Young Children Should Be Included in World War One Commemorations Too

In just over a year commemorations will officially begin to mark the 100th anniversary of the start of the First World War.

Many believed The Great War, which started on August 4, 1914, would be over by Christmas of that year.

The reality was much worse than had been feared. It lasted four brutal years. Four years of carnage considered by many to be one of the worst massacres in history.

My great uncle died on the tenth day of the Battle of the Somme in 1916 – his body was never found but his sacrifice is recorded on the Thiepval Memorial to the Missing Of The Somme.

The great uncle of my illustrator, Martin Impey, also fell at the Somme. Between us we have shared stories handed down from our grandparents and stories which fascinate children of all ages today.

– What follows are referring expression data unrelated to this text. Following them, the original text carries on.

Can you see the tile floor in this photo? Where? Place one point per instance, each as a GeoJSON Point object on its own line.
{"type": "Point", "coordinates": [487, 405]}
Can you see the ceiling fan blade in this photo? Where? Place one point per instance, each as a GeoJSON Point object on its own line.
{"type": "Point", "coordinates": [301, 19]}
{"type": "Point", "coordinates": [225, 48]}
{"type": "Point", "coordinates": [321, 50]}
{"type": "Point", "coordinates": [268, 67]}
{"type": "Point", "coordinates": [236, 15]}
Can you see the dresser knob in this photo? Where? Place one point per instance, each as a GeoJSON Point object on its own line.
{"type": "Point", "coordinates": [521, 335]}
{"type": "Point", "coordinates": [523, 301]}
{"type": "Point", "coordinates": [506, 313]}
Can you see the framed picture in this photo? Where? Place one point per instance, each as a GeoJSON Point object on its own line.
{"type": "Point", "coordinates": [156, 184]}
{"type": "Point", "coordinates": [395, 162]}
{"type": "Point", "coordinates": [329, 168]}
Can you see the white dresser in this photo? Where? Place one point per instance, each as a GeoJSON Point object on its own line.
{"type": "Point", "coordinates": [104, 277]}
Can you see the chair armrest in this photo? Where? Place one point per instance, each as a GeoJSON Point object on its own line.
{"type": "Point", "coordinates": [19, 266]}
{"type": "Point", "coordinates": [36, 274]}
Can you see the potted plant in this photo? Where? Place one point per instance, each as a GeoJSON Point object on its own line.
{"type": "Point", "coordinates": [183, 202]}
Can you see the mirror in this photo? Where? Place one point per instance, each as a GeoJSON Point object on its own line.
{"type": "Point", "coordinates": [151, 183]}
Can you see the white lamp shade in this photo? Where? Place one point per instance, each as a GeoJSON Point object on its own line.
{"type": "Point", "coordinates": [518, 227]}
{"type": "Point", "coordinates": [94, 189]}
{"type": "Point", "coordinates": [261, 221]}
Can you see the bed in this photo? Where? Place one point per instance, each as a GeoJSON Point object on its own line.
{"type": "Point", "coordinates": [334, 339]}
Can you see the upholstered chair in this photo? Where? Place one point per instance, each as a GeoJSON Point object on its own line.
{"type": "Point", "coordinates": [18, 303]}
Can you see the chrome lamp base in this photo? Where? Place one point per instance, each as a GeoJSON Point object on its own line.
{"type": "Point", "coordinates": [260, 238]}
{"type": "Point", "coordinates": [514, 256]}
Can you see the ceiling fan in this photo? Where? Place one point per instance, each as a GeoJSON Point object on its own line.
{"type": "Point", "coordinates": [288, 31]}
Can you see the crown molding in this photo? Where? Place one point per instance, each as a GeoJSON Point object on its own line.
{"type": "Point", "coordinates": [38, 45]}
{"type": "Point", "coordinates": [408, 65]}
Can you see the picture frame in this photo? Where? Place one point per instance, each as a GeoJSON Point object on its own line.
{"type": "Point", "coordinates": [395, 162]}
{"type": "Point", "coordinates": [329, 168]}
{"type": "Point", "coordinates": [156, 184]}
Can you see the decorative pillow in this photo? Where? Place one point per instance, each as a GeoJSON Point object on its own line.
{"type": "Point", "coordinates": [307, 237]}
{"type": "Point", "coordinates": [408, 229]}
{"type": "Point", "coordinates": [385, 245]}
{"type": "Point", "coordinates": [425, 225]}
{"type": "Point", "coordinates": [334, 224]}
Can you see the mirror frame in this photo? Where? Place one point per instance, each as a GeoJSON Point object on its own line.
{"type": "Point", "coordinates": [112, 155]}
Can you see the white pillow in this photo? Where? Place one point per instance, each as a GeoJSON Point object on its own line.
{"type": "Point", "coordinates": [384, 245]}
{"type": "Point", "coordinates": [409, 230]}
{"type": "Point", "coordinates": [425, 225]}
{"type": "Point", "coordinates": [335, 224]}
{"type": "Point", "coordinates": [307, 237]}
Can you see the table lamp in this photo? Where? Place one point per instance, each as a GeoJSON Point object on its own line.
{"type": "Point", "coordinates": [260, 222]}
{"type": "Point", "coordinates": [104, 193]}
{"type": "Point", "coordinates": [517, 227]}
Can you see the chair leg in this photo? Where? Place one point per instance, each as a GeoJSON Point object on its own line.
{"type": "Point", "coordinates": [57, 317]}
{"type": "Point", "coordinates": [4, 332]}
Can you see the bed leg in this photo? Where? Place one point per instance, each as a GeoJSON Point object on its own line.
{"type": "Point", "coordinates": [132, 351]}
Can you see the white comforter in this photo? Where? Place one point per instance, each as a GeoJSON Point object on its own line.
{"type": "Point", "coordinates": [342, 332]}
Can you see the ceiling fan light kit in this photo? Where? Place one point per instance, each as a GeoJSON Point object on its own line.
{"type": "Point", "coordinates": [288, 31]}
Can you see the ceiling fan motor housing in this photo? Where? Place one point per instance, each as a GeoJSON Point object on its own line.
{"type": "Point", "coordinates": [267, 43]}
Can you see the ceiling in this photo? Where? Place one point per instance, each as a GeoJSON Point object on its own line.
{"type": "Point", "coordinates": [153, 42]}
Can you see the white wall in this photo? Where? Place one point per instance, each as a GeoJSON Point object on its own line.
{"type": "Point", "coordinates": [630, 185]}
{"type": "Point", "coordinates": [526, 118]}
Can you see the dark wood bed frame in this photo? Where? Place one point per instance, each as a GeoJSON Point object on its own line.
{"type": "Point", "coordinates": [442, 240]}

Admiring of their devotion to duty, and to their country, and deeply aware of the effect the deaths of our great uncles had on our grandparents’ families we decided our next collaboration, Where The Poppies Now Grow, a work of fiction, in rhyme, set in Edwardian Britain would recreate the sense of duty and pride and also be a celebration of the human condition – essentially capturing the very essence of the time.

Commendable focus by the government has been made to ensure that secondary school children will be part of the commemorations. At present two children from every state secondary school in England from spring until March 2019 will be given the opportunity to visit First World War battlefields. But it is our hope too that children of primary school age will be able, in their own way and suited to their needs, share in that witness as well so that they too will also develop an appreciation for the scale of suffering which was to shape the 20th century world.

And there are other benefits too for engaging children of all ages.

The anniversary will provide the chance to foster intercultural understanding and strengthen ties of tolerance. Eric Pickles, the Secretary of State for Communities and Local Government, has said that he believes the commemoration will provide “an opportunity to unite Britain’s ethnic minorities as it will demonstrate a history connecting every corner of the kingdom and every community from Bangladeshis in Birmingham to Sikhs in Southall.”

Where The Poppies Now Grow is dedicated to the memory of our two great uncles but it has been written for our young children to help them engage with a period of history where so many sacrificed their lives so that we might live in peace.